During the La Cygne City Council’s open forum at the meeting, resident Kent Wade took the city to task for not keeping ditches clear and culverts unplugged and working.
He brought up the issue with some city officials at the city-sponsored open house on April 12.
He said that water standing in ditches was a public health issue, particularly with summer approaching with warmer temperatures. He said that water standing in ditches is an ongoing issue, and he didn’t understand why the problem was not being addressed.
“When is the last time the ditches were cleaned?” Wade asked.
He pointed to the area he called the “library lake,” where water collects in a pool on the southwest corner of Chestnut Street and Broadway and also collects in a pool along the curb in front of the La Cygne Library. (Because of recent dry weather, that area has dried up.)
Referring to the recent survey asking residents about problems with storm water runoff, Wade said it doesn’t take a survey to know that standing water is a problem.
He said that in talking with city workers, they indicate that standing water is the “homeowner’s responsibility.” However, Wade pointed out that he can’t very well go and clean up his neighbor’s ditch.
“I’ve been told I will be picked up and put in jail if I start to clean up my neighbor’s ditch,” he said.
Public Work Superintendent Dan Nasalroad said that the ditches had been put on hold until the storm water runoff survey was complete.
Councilman Danny Curtis said when he was employed by the city a few years ago, cleaning out the ditches and culverts was done often. However, he said, that hasn’t been done recently.
Nasalroad said that wasn’t true.
“When we have a heavy rain, our guys go out and clean the ditches,” he said.
He also said that there were several culverts that needed to be replaced as well.
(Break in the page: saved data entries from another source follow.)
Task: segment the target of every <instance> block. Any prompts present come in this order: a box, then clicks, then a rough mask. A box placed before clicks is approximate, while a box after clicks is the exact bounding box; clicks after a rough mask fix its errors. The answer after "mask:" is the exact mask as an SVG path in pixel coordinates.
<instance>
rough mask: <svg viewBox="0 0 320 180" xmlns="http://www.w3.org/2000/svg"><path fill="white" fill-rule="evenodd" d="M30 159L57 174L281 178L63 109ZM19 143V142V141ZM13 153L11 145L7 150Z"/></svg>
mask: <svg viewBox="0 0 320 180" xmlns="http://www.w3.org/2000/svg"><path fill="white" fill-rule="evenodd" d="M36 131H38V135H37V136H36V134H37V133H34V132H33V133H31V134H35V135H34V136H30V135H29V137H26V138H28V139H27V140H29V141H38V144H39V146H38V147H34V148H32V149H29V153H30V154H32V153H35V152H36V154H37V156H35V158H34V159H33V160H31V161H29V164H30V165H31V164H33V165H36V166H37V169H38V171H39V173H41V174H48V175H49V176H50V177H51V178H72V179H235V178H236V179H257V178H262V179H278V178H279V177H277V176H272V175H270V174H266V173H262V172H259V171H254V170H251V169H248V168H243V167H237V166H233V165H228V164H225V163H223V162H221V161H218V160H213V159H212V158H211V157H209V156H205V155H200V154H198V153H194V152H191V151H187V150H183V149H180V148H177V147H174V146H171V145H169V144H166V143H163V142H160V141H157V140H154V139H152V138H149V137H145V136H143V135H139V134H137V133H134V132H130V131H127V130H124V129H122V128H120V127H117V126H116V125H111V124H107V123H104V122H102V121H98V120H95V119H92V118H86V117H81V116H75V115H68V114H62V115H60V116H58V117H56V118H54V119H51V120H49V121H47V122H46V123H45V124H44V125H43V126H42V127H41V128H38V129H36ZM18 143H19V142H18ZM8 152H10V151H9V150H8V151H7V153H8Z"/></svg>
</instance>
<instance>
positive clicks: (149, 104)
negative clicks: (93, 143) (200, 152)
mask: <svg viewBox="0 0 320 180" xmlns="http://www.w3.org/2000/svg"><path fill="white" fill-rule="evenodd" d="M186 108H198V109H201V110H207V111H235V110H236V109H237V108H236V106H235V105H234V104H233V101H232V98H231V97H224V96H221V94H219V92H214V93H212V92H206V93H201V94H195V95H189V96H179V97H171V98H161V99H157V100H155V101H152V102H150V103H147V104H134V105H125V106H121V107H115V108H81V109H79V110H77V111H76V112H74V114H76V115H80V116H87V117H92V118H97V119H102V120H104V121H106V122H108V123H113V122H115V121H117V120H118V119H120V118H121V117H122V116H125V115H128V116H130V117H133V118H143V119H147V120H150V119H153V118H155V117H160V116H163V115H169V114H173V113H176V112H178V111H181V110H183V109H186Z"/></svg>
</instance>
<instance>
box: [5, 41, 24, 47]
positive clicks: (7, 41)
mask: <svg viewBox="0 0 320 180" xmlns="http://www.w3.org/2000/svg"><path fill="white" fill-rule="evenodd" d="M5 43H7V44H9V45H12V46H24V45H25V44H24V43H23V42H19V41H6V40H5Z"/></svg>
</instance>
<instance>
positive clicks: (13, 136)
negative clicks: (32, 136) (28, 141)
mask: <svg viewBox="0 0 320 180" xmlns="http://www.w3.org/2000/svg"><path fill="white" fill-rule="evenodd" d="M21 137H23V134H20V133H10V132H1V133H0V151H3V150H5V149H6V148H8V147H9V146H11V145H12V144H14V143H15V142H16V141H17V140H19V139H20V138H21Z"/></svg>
He indicated that many culverts do not measure up to the !2-inch diameter required by the city.
Councilman Thomas Capp said that it is common on residential drives for the culverts to not be wide enough for the driveways. As a result, he said, the ends of the culverts are smashed down where they have been driven over.
City Clerk Jodi Wade pointed out that the city’s code book has sections on obstruction of ditches and the penalty for obstruction.
In other business, the council:
Discussed having a special meeting in May to discuss the proposed new fire station. That special meeting to review bids for the station has been set for Tuesday, May 2, at 6 p.m.
Heard a suggestion by Mayor Debra Wilson about contacting the city’s engineers to prepare information on the city’s streets that could be used to apply for a grant for street repair or replacement.
Approved spending up to $2,500 to provide electrical outlets along the fence at the pavilion at the La Cygne Community Park.
Learned that a crew would be removing the slide at the city’s swimming pool the week of April 24. Jodi Wade said there had been interest expressed in buying the slide, and she suggested taking sealed bids for it. She added that the city would incur costs in dismantling the slide.
Approved a raise for city worker Tristan VanVlack to $17 per hour.